This article is more than 10 years old.

There are all kinds of cheap new ways to spy on people. Thanks, technology! One form of spousal spying that seems to be quite popular is placing a GPS tracker on a significant other's car to track their location. A New Jersey judge ruled earlier this year that a wife who did this to out a cheating spouse did not break any laws, because the tracker only followed the car's whereabouts on public roads where a driver should expect no privacy. In a new case involving an abusive spouse who used a tracking device to stalk and threaten his wife, a Minnesota judge made a similar decision, but the emphasis was on the fact that he had partial ownership of the car. Husbands and wives, this may make you reconsider joint ownership of any of your property that might be used to spy on you.

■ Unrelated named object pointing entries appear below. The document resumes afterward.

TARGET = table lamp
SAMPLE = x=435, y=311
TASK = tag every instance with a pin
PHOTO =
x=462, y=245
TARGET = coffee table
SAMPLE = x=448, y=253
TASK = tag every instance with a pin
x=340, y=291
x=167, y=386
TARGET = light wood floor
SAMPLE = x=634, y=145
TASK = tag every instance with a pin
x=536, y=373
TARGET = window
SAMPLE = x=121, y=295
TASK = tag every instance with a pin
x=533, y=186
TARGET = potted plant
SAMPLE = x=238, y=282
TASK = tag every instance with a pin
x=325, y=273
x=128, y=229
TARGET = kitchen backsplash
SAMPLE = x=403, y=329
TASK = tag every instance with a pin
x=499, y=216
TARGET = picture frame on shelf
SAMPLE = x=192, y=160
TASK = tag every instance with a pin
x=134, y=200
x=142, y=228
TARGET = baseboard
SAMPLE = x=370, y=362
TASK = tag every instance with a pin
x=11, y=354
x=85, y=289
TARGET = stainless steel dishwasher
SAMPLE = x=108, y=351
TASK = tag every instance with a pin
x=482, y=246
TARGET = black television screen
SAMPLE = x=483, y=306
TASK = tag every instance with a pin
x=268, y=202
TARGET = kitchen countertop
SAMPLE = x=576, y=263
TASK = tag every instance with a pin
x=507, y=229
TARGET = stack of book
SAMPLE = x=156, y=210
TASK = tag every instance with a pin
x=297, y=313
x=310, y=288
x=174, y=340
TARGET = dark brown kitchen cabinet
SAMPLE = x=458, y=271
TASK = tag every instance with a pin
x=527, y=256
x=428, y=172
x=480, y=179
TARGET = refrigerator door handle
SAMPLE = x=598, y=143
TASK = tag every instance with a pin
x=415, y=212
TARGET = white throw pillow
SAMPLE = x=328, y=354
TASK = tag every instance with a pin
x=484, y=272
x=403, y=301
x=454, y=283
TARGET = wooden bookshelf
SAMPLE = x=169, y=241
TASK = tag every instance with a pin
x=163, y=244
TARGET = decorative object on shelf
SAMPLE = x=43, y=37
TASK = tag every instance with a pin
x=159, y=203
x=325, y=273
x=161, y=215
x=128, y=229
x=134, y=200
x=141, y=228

In the Minnesota case, which Eric Goldman sent along to me, Danny Lee Hormann became obsessed with his wife's social life and whereabouts after she informed him in 2008 that she wanted a divorce. He secretly put a tracker on her car; she also alleges that he out spyware on her phone and the family computer. He repeatedly freaked her out by revealing that he knew where she'd been. At one point, he showed up at a secluded lakeside cabin that she didn't think that he knew about (and "attacked an acquaintance of hers," according to court documents. Busted.).

In March 2010, Mrs. Hormann took her car to a mechanic who discovered and removed the tracking device. Hormann was convicted of stalking his wife and violating a Minnesota law that criminalizes surreptitious electronic monitoring of another individual, including with a tracking device. An appeals judge later reversed the latter conviction, though. While his intimidating and physically abusive behavior warranted the stalking conviction, the Judge David Minge ruled that Hormann had a legal right to put a tracking device on the car because he was a partial owner.

This analysis leads me to suspect that the husband who secretly activated a "Find My Friends" location-tracking app on the iPhone he bought for his wife to find out if she was cheating (spoiler: she was) may also have been in the legal clear.

While it seems that Big Husbands and Big Wives are in the clear to track cars, the constitutionality of Big Brother doing this without a warrant is still unresolved. Since judges around the country have come to different opinions on this, the Supreme Court will be weighing in this term in the case of Antoine Jones, a D.C. nightclub owner whose stash of hundreds of pounds of cocaine was discovered after a GPS tracker police placed on his car helped reveal he was running a multi-million dollar drug operation. Though the police had gotten a warrant to place a tracker on the car, they left it there for a few weeks after the warrant expired. The Supremes will hear arguments in the case on November 8, and decide whether law enforcement needs a warrant to do what husbands and wives are apparently free to do.